Rebound (Passion 2) - Page 66

He also seemed to be tracking the woman’s emails and all her personal shit, which just boggled the mind. All the cops had to do was serve a warrant on this guy and they would’ve found a goldmine of shit to put him away for. Instead either through bureaucratic red tape or sheer laziness they’d let this guy walk. I had no doubt that had he been a down on his luck loser they would’ve hauled his ass in long ago; but because he was a supposedly upstanding member of society and had money he’d been overlooked. By the time I was finished I wanted the whole world to see him for what he is. I just needed to figure out how to do it without involving her because he was never laying eyes on her again. I hope that shit drives him out of his fucking mind.

“You’d think with his money disappearing he’d have more important things to do than getting on a plane hunting down a young girl who wants nothing to do with him.”

“People like that don’t think rationally bro, at least we know he hasn’t given up his sick obsession and is willing to go to great lengths. What do you want to do next?”

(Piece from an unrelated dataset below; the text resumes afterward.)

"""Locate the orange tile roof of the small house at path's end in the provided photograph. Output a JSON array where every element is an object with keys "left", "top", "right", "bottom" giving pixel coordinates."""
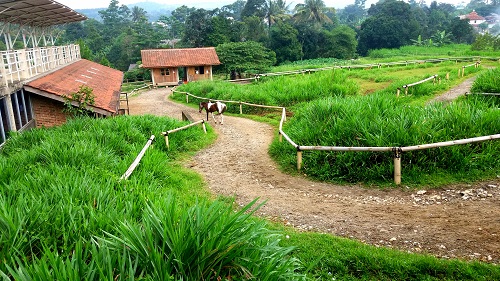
[{"left": 141, "top": 47, "right": 220, "bottom": 68}]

“I’m not sure yet, I want this shit done like now, there have to be a way to get whatever he has on his hard drive to the cops without implicating ourselves. The only thing is I don’t want her involved. It bothers me that he has his laptop even more secured than his home PC and that shit had enough on it to send him away for a while. What the fuck can he be hiding on the other one?”

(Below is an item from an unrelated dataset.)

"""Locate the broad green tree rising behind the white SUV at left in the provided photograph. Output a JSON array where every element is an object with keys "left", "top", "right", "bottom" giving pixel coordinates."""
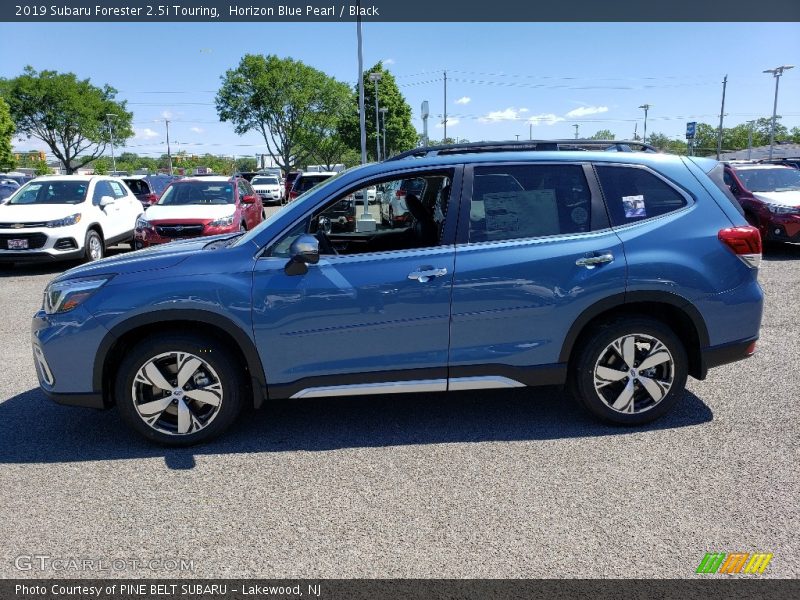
[{"left": 0, "top": 66, "right": 133, "bottom": 173}]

“I thought about that too bro, whatever it is it won’t be good you can believe that. Not to worry though I’m already in I’m just safe guarding against any backlash, don’t want him or anyone else knowing that we’re looking at him.”

“Do it quick bro, we leave for the university visit this weekend remember? I want this shit over and done with so we can move on with our lives one-way or the other. I want her to be able to enjoy everything about this experience because we’re not taking his fucking specter with us.”

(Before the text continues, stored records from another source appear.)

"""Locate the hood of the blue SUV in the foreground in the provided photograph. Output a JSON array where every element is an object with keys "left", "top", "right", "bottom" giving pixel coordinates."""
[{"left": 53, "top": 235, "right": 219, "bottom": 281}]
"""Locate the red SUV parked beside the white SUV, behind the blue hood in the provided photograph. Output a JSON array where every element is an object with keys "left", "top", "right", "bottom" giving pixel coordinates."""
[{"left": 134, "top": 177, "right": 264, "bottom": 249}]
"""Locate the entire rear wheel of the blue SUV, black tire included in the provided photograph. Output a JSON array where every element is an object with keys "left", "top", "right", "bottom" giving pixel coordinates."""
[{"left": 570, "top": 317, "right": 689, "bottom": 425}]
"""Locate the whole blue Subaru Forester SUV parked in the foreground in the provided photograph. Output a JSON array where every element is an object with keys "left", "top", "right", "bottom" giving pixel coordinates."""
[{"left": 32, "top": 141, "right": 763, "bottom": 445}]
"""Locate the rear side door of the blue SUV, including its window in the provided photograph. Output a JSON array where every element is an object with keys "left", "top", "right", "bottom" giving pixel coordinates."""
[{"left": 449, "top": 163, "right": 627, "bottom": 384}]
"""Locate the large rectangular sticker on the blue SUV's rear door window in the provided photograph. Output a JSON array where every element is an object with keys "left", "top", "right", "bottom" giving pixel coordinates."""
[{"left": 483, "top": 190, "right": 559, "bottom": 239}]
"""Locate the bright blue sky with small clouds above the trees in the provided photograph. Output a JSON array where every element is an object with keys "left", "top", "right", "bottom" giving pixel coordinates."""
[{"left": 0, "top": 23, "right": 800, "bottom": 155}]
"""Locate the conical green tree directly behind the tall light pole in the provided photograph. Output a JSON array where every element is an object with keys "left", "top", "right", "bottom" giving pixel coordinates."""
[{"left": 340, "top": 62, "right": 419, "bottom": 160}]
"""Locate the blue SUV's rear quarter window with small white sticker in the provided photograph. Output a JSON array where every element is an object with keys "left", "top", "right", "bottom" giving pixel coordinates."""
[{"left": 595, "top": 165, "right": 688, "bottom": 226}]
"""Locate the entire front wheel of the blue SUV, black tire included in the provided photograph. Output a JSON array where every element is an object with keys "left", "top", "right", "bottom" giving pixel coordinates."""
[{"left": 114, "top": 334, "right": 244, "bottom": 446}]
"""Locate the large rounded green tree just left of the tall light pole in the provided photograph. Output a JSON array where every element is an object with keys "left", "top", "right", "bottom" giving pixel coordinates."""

“I’m on it. If that’s all this fucker is gonna do tonight I’m for bed.”

On the screen Bruno was gazing at the screen where he had a collage of pics of my woman and fucking drooling. I didn’t want to know what the fuck he was doing with his hands beneath his desk because that shit would make me hop on a plane and go break his fucking neck. I’ve given it some thought over the last few weeks but one thing stopped me. No one ever gets away with shit, and I couldn’t put Kadyn through that shit, not to mention the thought of being away from her made me sick to my stomach. I hadn’t exactly taken on her fears but I’ve convinced myself that she needs me at every turn that I’m the only one who can take care of her.

We both headed back inside and went to our women. I should probably let her sleep but tomorrow she was going to her father’s since we were leaving for a few days this coming weekend. The moonlight captured her in the middle of our bed, her body curled innocently around my pillow. She was so beautiful sometimes it ached to look at her. She was finally coming to appreciate her own worth I think. In the last couple of weeks she’s really been coming into her own. Whether it was the heavy dose of sex, which she never seemed to get enough of or the self-defense classes; something was giving her a much-needed boost. She smiled more these days and when her laugh rang out it made my heart soar.

Carrie and Nessa as well as mom, have been training her in the ways of womanhood or more to the point Steele womanhood. She’s not in the same league as yet but she no longer fusses about spending my money, which for some fucked up reason makes me exceedingly happy. She’s even been out with the girls on her own a time or two and I seemed to be the one having anxiety issues both times. I couldn’t wait to get that ring on her finger so I could have some peace.

I use to think Dad and Joshua were nuts for tagging their women, I think dad even had a tag on my little sister. It was funny how they’d always tried to convince me of the necessity for such a drastic measure and I was always the one scoffing at their paranoia. Now my woman needs that shit more than any.